Gov. Sam Brownback, a Republican, has.
Ditto the Kansas Association of School Boards.
So did the Legislature, in 2006, when it formed the Kansas 2010 Commission to take a five-year look at the question as part of a far wider examination of school funding.
Former Gov. Kathleen Sebelius, a Democrat, rented a committee — sort of. She engineered a Standard & Poor’s 2006 study and 2007 follow-up that measured the fiscal efficiency of each of Kansas’ then-300 individual school districts. There are 286 now.
Kansas’ Division of Legislative Post Audit, the Legislature’s auditing arm, since then has run its own performance checks on seven of those districts, all of which volunteered for them.
There may have been other studies or panels too, but memories have faded. Dale Dennis, the Kansas State Department of Education’s deputy commissioner for finance, estimates school finance efficiency panels are formed “every three to five years or so, though they aren’t always called that.”
“It’s not a new topic,” Brownback said in a news conference this week. “I remember Gov. Finney talking about it.”
That would be former Gov. Joan Finney, a Democrat, who served 1991-1995.
So, what did those earlier inquiries turn up?
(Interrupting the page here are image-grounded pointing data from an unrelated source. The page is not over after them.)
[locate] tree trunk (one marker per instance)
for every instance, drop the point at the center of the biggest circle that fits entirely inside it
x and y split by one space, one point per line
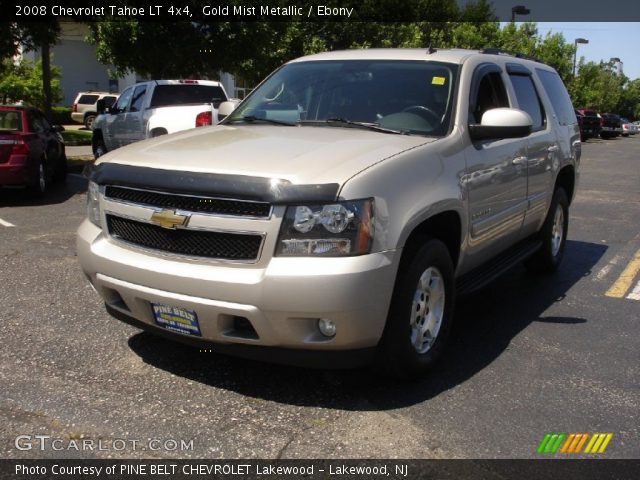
46 80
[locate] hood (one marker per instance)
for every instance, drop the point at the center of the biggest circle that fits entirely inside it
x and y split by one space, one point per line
300 154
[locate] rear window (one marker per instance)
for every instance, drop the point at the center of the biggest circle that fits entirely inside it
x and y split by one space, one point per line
10 120
559 97
168 95
88 99
109 100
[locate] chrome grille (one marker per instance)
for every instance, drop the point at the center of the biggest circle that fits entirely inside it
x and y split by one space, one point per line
217 206
196 243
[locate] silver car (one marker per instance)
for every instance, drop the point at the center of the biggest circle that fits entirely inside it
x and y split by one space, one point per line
335 214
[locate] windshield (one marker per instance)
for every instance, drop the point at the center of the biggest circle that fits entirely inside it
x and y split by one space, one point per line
414 97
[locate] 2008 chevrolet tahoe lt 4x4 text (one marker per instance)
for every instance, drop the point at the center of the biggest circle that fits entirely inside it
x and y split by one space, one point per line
332 217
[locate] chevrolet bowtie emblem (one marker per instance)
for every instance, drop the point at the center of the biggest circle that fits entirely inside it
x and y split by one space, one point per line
169 219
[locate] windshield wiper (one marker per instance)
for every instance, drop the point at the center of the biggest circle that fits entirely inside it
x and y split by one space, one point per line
369 126
253 118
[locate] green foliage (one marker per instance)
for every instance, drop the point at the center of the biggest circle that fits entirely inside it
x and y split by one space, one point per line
23 82
597 86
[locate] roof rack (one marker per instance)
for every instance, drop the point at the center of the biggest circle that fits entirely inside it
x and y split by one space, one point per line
499 51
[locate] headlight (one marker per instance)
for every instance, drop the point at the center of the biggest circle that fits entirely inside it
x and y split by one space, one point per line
332 230
93 204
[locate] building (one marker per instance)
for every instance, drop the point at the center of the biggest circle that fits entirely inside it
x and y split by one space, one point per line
80 69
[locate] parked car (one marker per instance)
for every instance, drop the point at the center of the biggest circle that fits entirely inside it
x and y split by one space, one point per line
332 217
32 152
155 108
628 128
611 125
589 123
85 106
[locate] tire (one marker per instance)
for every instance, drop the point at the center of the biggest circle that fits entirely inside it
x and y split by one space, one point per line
421 313
88 121
553 235
99 148
40 184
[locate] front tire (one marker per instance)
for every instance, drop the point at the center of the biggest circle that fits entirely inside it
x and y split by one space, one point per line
421 313
553 235
99 148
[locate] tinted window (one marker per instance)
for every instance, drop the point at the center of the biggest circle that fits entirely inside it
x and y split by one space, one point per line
559 97
138 97
35 122
528 99
123 101
491 94
167 95
88 99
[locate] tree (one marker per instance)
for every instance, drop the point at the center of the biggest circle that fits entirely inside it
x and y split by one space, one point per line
597 86
23 82
31 36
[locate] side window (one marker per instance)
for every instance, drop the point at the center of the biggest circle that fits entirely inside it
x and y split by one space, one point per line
35 122
123 101
557 93
138 97
528 99
44 122
491 94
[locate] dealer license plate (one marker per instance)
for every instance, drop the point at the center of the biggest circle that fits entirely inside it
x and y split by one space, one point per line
176 319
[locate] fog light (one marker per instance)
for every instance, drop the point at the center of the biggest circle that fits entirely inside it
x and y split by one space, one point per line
327 327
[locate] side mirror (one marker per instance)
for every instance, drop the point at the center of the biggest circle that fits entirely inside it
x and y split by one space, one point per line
499 123
226 108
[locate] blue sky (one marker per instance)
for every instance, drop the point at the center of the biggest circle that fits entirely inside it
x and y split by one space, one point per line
606 40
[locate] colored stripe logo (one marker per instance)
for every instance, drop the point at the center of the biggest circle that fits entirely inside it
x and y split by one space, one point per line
572 443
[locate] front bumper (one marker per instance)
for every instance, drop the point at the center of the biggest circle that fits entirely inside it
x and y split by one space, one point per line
282 299
16 171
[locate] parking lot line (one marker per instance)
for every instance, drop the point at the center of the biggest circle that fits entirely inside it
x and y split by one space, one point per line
624 281
635 293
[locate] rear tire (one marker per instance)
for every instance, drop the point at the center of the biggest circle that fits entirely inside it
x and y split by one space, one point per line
421 313
60 176
553 235
89 120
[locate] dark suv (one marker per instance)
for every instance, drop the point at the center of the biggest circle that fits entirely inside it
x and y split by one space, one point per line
31 149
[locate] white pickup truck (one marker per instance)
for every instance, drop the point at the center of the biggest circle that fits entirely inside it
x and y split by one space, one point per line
154 108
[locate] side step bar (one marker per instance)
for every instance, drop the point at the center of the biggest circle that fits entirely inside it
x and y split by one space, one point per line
481 276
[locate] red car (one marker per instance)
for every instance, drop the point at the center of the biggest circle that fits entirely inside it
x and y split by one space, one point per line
31 149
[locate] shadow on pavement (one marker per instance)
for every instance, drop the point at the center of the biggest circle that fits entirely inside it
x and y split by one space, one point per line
486 323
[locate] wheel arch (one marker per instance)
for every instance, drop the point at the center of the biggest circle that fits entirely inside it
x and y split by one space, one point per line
566 179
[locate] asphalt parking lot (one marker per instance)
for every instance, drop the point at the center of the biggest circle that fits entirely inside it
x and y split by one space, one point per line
530 355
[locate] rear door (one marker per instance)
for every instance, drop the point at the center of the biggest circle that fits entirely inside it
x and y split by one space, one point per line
542 146
496 177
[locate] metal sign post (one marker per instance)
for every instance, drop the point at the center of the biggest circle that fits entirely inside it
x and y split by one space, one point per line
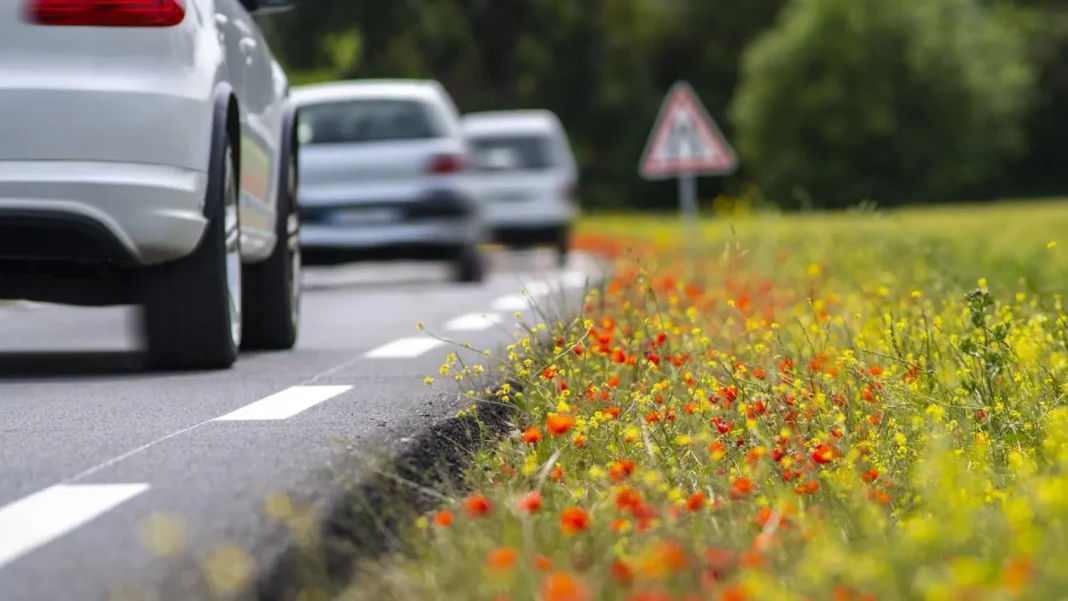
687 143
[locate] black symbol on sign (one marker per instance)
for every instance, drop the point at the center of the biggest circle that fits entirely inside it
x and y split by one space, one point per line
684 141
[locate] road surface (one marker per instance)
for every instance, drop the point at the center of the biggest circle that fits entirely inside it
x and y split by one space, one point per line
95 452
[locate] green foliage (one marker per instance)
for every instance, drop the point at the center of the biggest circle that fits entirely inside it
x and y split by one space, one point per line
850 99
839 100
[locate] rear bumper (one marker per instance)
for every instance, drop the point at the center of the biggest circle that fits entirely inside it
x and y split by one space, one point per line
439 233
531 235
420 228
99 212
537 212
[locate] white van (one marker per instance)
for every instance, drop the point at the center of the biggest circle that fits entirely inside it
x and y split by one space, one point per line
525 174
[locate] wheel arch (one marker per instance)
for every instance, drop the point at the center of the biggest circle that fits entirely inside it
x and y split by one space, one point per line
225 126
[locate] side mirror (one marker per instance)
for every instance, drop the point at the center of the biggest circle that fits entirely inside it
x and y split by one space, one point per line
267 6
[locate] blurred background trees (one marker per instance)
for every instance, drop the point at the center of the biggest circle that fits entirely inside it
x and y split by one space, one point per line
829 101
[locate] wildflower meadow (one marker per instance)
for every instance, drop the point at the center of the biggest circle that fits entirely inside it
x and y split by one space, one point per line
853 407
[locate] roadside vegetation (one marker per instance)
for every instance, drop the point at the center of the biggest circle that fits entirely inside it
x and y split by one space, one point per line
848 407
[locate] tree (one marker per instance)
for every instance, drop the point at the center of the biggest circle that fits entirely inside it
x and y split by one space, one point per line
845 100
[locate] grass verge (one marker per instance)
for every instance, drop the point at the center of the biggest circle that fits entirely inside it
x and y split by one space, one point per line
865 406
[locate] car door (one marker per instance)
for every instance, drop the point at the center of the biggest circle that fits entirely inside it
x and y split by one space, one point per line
248 60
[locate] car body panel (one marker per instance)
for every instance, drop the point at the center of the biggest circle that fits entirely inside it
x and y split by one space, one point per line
534 191
115 123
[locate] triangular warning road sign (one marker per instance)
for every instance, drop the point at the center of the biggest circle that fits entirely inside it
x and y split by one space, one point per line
686 140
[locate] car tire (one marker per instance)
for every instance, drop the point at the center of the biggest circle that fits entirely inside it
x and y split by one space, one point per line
191 318
469 267
272 287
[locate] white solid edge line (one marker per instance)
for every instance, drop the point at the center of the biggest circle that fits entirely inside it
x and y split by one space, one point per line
284 404
45 516
473 322
405 348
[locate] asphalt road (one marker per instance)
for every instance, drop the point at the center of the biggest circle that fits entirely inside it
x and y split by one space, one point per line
94 448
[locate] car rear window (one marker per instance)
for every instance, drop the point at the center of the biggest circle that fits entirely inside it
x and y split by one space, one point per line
512 153
354 122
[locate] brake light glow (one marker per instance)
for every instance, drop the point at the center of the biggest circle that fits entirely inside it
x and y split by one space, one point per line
106 13
446 163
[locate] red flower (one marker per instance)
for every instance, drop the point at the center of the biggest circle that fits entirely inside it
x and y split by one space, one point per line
559 424
622 572
622 470
574 520
561 586
696 501
477 505
740 488
531 502
502 558
532 436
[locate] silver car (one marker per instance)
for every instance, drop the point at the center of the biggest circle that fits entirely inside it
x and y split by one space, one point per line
383 176
147 156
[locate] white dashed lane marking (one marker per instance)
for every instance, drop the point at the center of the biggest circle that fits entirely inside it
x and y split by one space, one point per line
283 405
473 322
405 348
43 517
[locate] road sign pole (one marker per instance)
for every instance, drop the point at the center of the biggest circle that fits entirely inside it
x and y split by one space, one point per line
686 143
688 204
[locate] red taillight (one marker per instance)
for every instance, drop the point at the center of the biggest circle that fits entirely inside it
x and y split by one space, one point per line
446 163
106 13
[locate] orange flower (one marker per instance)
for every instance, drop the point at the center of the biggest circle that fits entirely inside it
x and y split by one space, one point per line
531 502
1017 572
477 506
561 586
622 572
556 474
502 558
740 488
663 559
574 520
736 592
559 424
443 519
822 454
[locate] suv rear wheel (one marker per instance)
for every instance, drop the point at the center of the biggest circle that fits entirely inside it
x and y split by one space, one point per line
192 306
272 287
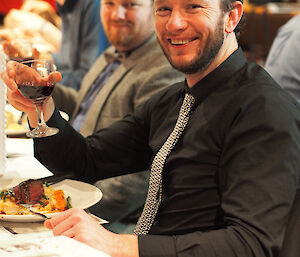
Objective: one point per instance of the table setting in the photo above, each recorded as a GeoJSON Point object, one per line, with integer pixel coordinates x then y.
{"type": "Point", "coordinates": [25, 235]}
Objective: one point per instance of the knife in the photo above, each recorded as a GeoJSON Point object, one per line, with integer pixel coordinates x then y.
{"type": "Point", "coordinates": [50, 180]}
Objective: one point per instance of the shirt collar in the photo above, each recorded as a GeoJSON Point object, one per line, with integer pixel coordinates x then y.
{"type": "Point", "coordinates": [217, 77]}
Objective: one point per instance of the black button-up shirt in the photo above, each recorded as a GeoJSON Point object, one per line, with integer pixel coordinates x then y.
{"type": "Point", "coordinates": [229, 182]}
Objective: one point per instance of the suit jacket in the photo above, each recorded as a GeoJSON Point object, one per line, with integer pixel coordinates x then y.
{"type": "Point", "coordinates": [144, 72]}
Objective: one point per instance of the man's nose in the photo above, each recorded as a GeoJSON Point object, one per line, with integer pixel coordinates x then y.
{"type": "Point", "coordinates": [176, 21]}
{"type": "Point", "coordinates": [119, 12]}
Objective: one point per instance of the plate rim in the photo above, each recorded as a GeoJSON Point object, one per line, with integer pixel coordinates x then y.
{"type": "Point", "coordinates": [36, 218]}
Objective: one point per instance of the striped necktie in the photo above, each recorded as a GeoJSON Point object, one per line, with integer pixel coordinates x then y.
{"type": "Point", "coordinates": [155, 185]}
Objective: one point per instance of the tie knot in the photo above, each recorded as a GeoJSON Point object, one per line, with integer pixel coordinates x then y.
{"type": "Point", "coordinates": [188, 103]}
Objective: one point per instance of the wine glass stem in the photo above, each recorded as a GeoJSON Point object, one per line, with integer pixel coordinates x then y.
{"type": "Point", "coordinates": [39, 111]}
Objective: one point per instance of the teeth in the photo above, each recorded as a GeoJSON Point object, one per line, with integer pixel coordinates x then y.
{"type": "Point", "coordinates": [179, 42]}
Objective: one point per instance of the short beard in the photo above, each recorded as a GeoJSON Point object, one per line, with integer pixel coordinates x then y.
{"type": "Point", "coordinates": [209, 52]}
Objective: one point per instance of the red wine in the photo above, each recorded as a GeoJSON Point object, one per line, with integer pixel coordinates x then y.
{"type": "Point", "coordinates": [35, 93]}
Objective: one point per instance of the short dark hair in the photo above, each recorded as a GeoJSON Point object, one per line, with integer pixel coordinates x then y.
{"type": "Point", "coordinates": [226, 6]}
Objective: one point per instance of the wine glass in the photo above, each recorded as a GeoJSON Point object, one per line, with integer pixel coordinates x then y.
{"type": "Point", "coordinates": [35, 83]}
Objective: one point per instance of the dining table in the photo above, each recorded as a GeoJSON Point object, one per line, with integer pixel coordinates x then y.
{"type": "Point", "coordinates": [32, 238]}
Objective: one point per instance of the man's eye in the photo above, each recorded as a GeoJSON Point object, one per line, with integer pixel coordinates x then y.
{"type": "Point", "coordinates": [108, 3]}
{"type": "Point", "coordinates": [162, 11]}
{"type": "Point", "coordinates": [130, 5]}
{"type": "Point", "coordinates": [194, 7]}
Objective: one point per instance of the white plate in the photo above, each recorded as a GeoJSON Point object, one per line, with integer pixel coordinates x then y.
{"type": "Point", "coordinates": [83, 195]}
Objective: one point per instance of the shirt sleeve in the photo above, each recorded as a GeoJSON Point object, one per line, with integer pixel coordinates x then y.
{"type": "Point", "coordinates": [94, 158]}
{"type": "Point", "coordinates": [258, 178]}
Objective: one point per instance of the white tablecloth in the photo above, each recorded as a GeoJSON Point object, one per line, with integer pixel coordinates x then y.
{"type": "Point", "coordinates": [21, 162]}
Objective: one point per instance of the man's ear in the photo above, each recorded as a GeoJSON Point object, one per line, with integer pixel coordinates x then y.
{"type": "Point", "coordinates": [234, 16]}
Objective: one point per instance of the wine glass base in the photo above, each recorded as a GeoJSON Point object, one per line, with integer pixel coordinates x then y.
{"type": "Point", "coordinates": [42, 130]}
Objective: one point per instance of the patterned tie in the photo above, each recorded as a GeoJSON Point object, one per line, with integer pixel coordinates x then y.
{"type": "Point", "coordinates": [155, 185]}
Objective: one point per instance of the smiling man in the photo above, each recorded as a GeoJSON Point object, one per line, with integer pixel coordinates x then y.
{"type": "Point", "coordinates": [223, 147]}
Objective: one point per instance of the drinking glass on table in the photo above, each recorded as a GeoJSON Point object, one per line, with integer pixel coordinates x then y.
{"type": "Point", "coordinates": [36, 83]}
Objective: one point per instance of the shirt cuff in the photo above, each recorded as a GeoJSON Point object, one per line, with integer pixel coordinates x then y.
{"type": "Point", "coordinates": [154, 246]}
{"type": "Point", "coordinates": [56, 120]}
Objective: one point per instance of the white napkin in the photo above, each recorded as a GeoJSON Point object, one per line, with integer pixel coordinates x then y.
{"type": "Point", "coordinates": [46, 245]}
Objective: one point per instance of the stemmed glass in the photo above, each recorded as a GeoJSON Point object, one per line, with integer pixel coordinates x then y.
{"type": "Point", "coordinates": [36, 82]}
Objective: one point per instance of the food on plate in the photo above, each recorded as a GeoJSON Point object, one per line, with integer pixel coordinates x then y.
{"type": "Point", "coordinates": [32, 195]}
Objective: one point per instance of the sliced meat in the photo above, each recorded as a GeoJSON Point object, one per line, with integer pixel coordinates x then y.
{"type": "Point", "coordinates": [29, 192]}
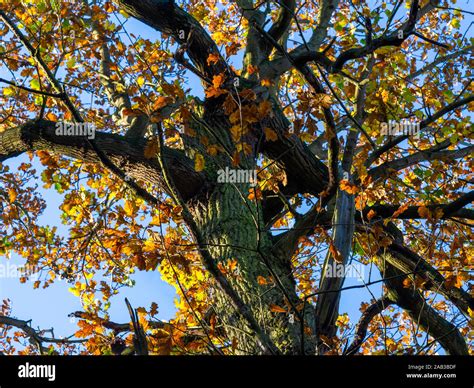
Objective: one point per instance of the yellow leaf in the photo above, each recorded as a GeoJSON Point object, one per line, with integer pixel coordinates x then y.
{"type": "Point", "coordinates": [323, 99]}
{"type": "Point", "coordinates": [12, 195]}
{"type": "Point", "coordinates": [424, 212]}
{"type": "Point", "coordinates": [277, 309]}
{"type": "Point", "coordinates": [212, 58]}
{"type": "Point", "coordinates": [74, 291]}
{"type": "Point", "coordinates": [129, 208]}
{"type": "Point", "coordinates": [270, 134]}
{"type": "Point", "coordinates": [151, 148]}
{"type": "Point", "coordinates": [347, 186]}
{"type": "Point", "coordinates": [199, 162]}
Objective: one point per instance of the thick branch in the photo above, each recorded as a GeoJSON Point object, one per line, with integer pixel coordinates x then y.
{"type": "Point", "coordinates": [361, 330]}
{"type": "Point", "coordinates": [169, 19]}
{"type": "Point", "coordinates": [127, 155]}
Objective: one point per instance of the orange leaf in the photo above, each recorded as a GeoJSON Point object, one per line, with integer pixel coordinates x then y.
{"type": "Point", "coordinates": [199, 162]}
{"type": "Point", "coordinates": [371, 214]}
{"type": "Point", "coordinates": [347, 186]}
{"type": "Point", "coordinates": [277, 309]}
{"type": "Point", "coordinates": [270, 134]}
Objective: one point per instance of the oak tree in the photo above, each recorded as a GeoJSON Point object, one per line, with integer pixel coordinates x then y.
{"type": "Point", "coordinates": [315, 98]}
It’s hard to tell, said Stephen Iliff, a Topeka CPA, Kansas 2010 Commission member and longtime advocate, applying business standards to Kansas school finance decisions. Iliff also is a member of the Brownback education efficiency task force, which held its first meeting this week.
“I remember that Standard & Poor’s wrote a great report in the Sebelius administration,” Iliff said. “The trouble was, nobody really paid attention.”
Kansans do pay attention to some of those efforts, said Rochelle Chronister, a former state legislator, former Kansas Republican chairwoman and former head of the cabinet agency then known as Kansas Social and Rehabilitation Services who also headed the five-year Kansas 2010 Commission.
“I think legislators are always interested in what we find,” Chronister said. “School districts listen too. “
Chronister said she wants to meet with the governor’s task force too, to include applicable 2010 Commission findings in recommendations that the task force is expected to make.
Meantime, the Kansas Association of School Boards announced Wednesday that it was setting up its own efficiency task force of local school board executives and school administrators to balance what its members feel is an over reliance on CPAs and business analysts on the Brownback panel. There are no current school board members, teachers or education professionals on that task force.